Nachdem sie sich von ihrem ersten Schock erholt hätten, würden sie nach Arbeit fragen. Nachtygal rät ihnen dann erst einmal, auszuschlafen. Arbeit gebe es genug, sagt die Sozialamtschefin - etwa im Verkauf. Auch in ihrem Amt könne sie sofort drei oder vier Frauen gebrauchen.
Viele Betriebe müssen wohl schließen
Dabei gibt es aber durchaus Schwierigkeiten: Zwar ist die polnische Sprache mit der ukrainischen verwandt, aber eben doch anders. Die Wege zur Arbeitsgenehmigung dauern teils Monate. Vielfach ist die Frage nach der Kinderbetreuung ungeklärt. Da Ukrainer oft in klassischen Männerberufen arbeiteten, können ihre Frauen nur selten genau da einspringen, wo Lücken nun zu Abgründen werden.
Sozialamtschefin Nachtygal erzählt von einem Bekannten, der eine Transportfirma hat.
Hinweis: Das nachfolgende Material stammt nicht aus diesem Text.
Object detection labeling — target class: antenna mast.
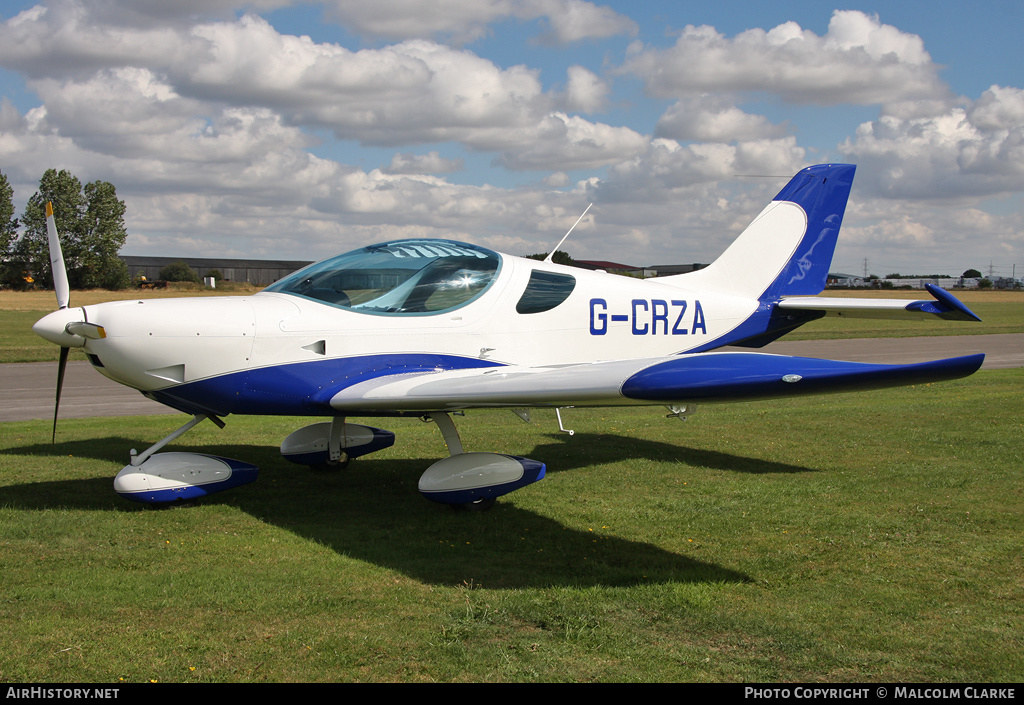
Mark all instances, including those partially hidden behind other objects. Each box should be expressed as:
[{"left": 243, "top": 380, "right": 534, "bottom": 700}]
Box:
[{"left": 544, "top": 204, "right": 592, "bottom": 263}]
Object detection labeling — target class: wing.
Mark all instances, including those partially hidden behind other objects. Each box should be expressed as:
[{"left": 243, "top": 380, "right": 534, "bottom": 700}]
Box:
[{"left": 329, "top": 351, "right": 985, "bottom": 413}]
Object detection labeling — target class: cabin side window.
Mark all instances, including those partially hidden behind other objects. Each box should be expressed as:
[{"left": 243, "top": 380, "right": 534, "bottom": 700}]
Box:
[{"left": 516, "top": 270, "right": 576, "bottom": 314}]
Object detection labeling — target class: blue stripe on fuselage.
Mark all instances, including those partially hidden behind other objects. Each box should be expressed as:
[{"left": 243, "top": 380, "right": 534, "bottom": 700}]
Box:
[{"left": 147, "top": 354, "right": 505, "bottom": 417}]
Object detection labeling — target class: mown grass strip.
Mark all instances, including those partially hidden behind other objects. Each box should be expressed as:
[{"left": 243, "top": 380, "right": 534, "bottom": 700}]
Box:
[{"left": 1, "top": 370, "right": 1021, "bottom": 682}]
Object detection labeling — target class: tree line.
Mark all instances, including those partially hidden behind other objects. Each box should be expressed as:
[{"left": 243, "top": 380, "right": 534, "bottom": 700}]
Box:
[{"left": 1, "top": 168, "right": 130, "bottom": 291}]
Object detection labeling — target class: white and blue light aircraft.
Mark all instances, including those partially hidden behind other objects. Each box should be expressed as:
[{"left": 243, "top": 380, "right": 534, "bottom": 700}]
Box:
[{"left": 33, "top": 164, "right": 985, "bottom": 508}]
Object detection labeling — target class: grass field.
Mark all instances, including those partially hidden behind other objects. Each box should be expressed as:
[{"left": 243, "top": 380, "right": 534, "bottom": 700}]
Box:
[
  {"left": 1, "top": 370, "right": 1022, "bottom": 682},
  {"left": 2, "top": 285, "right": 1022, "bottom": 682}
]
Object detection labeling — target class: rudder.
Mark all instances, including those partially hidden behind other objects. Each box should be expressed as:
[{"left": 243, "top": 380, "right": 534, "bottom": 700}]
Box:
[{"left": 764, "top": 163, "right": 856, "bottom": 298}]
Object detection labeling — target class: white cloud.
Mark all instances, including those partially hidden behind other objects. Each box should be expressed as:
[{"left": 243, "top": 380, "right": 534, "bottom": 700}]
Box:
[
  {"left": 656, "top": 95, "right": 787, "bottom": 143},
  {"left": 0, "top": 2, "right": 1020, "bottom": 273},
  {"left": 2, "top": 9, "right": 584, "bottom": 154},
  {"left": 832, "top": 197, "right": 1024, "bottom": 276},
  {"left": 840, "top": 86, "right": 1024, "bottom": 199},
  {"left": 322, "top": 0, "right": 513, "bottom": 43},
  {"left": 66, "top": 0, "right": 293, "bottom": 27},
  {"left": 600, "top": 137, "right": 805, "bottom": 200},
  {"left": 0, "top": 97, "right": 25, "bottom": 132},
  {"left": 968, "top": 85, "right": 1024, "bottom": 131},
  {"left": 0, "top": 2, "right": 189, "bottom": 78},
  {"left": 0, "top": 3, "right": 641, "bottom": 260},
  {"left": 26, "top": 68, "right": 206, "bottom": 158},
  {"left": 495, "top": 112, "right": 648, "bottom": 171},
  {"left": 621, "top": 10, "right": 949, "bottom": 107},
  {"left": 557, "top": 136, "right": 809, "bottom": 262},
  {"left": 562, "top": 65, "right": 609, "bottom": 113},
  {"left": 175, "top": 19, "right": 554, "bottom": 149},
  {"left": 382, "top": 151, "right": 464, "bottom": 175},
  {"left": 528, "top": 0, "right": 637, "bottom": 44},
  {"left": 321, "top": 0, "right": 636, "bottom": 44}
]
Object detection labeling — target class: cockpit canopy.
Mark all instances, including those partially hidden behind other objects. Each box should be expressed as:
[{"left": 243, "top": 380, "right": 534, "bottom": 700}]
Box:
[{"left": 265, "top": 239, "right": 502, "bottom": 315}]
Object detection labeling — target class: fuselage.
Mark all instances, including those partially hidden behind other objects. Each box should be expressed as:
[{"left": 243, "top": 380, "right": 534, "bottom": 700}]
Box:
[{"left": 34, "top": 239, "right": 762, "bottom": 416}]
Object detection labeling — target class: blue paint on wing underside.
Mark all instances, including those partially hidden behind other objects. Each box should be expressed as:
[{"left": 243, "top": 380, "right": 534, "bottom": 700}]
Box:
[{"left": 621, "top": 352, "right": 985, "bottom": 402}]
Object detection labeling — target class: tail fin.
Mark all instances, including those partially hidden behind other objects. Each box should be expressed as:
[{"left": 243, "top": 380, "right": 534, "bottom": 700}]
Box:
[{"left": 663, "top": 164, "right": 856, "bottom": 300}]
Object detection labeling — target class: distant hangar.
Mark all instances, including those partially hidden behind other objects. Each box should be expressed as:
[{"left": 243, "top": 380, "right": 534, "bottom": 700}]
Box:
[{"left": 122, "top": 256, "right": 312, "bottom": 287}]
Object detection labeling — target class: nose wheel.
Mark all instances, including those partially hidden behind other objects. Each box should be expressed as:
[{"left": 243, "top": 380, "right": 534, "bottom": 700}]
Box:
[{"left": 114, "top": 414, "right": 258, "bottom": 503}]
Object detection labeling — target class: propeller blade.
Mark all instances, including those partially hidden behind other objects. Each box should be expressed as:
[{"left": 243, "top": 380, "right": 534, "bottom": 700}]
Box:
[
  {"left": 45, "top": 201, "right": 70, "bottom": 310},
  {"left": 53, "top": 345, "right": 69, "bottom": 444},
  {"left": 42, "top": 203, "right": 75, "bottom": 443}
]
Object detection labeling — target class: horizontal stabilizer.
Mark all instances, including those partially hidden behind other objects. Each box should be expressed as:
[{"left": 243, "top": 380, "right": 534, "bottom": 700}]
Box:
[
  {"left": 621, "top": 352, "right": 985, "bottom": 403},
  {"left": 778, "top": 284, "right": 981, "bottom": 322}
]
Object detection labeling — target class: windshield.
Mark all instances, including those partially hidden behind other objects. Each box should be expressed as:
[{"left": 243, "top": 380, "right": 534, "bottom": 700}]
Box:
[{"left": 265, "top": 239, "right": 502, "bottom": 315}]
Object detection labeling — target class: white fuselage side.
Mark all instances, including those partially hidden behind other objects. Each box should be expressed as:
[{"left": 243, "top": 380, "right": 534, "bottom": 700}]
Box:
[{"left": 61, "top": 253, "right": 758, "bottom": 397}]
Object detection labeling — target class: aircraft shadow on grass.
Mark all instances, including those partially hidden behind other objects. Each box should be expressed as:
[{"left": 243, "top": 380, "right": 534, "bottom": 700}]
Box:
[
  {"left": 527, "top": 432, "right": 816, "bottom": 475},
  {"left": 0, "top": 433, "right": 815, "bottom": 588}
]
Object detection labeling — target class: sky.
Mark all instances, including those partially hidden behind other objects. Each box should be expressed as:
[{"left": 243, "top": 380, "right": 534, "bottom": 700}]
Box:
[{"left": 1, "top": 0, "right": 1022, "bottom": 278}]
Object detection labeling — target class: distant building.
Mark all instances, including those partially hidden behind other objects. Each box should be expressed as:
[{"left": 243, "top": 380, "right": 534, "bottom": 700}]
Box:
[
  {"left": 122, "top": 256, "right": 311, "bottom": 286},
  {"left": 574, "top": 259, "right": 643, "bottom": 274},
  {"left": 827, "top": 273, "right": 865, "bottom": 287},
  {"left": 572, "top": 260, "right": 708, "bottom": 278},
  {"left": 994, "top": 277, "right": 1023, "bottom": 290},
  {"left": 879, "top": 277, "right": 969, "bottom": 290},
  {"left": 642, "top": 263, "right": 708, "bottom": 278},
  {"left": 825, "top": 275, "right": 981, "bottom": 290}
]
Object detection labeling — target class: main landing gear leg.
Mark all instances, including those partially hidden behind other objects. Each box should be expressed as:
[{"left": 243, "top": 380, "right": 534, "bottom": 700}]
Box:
[
  {"left": 322, "top": 416, "right": 351, "bottom": 471},
  {"left": 428, "top": 411, "right": 464, "bottom": 456}
]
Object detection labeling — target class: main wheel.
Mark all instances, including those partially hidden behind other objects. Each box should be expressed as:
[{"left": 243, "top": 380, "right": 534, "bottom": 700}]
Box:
[
  {"left": 456, "top": 496, "right": 496, "bottom": 511},
  {"left": 308, "top": 454, "right": 350, "bottom": 472}
]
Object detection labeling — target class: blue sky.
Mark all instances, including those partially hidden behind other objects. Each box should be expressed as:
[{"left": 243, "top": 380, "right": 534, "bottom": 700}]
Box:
[{"left": 1, "top": 0, "right": 1022, "bottom": 277}]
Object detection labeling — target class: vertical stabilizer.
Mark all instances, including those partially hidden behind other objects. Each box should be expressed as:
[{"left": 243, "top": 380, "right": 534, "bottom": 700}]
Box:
[{"left": 663, "top": 164, "right": 856, "bottom": 301}]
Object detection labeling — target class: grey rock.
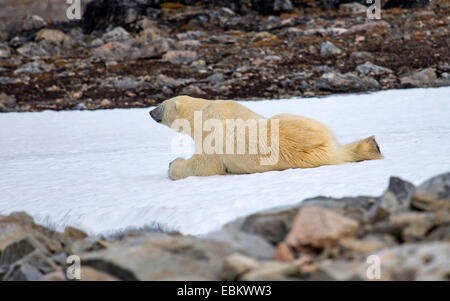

Seine Männer seien alle weggefahren. Er hätte nun niemanden mehr zum Arbeiten. Auch am Bau würden viele Betriebe jetzt schließen müssten, heißt es in der Branche. Um die wenigen verbliebenen Bauarbeiter werde jetzt wohl auch mit deutlich höheren Lohnzusagen gebuhlt, sagt Branchenvertreter Stylinski. Da aber würden viele Betriebe nicht mehr mithalten können.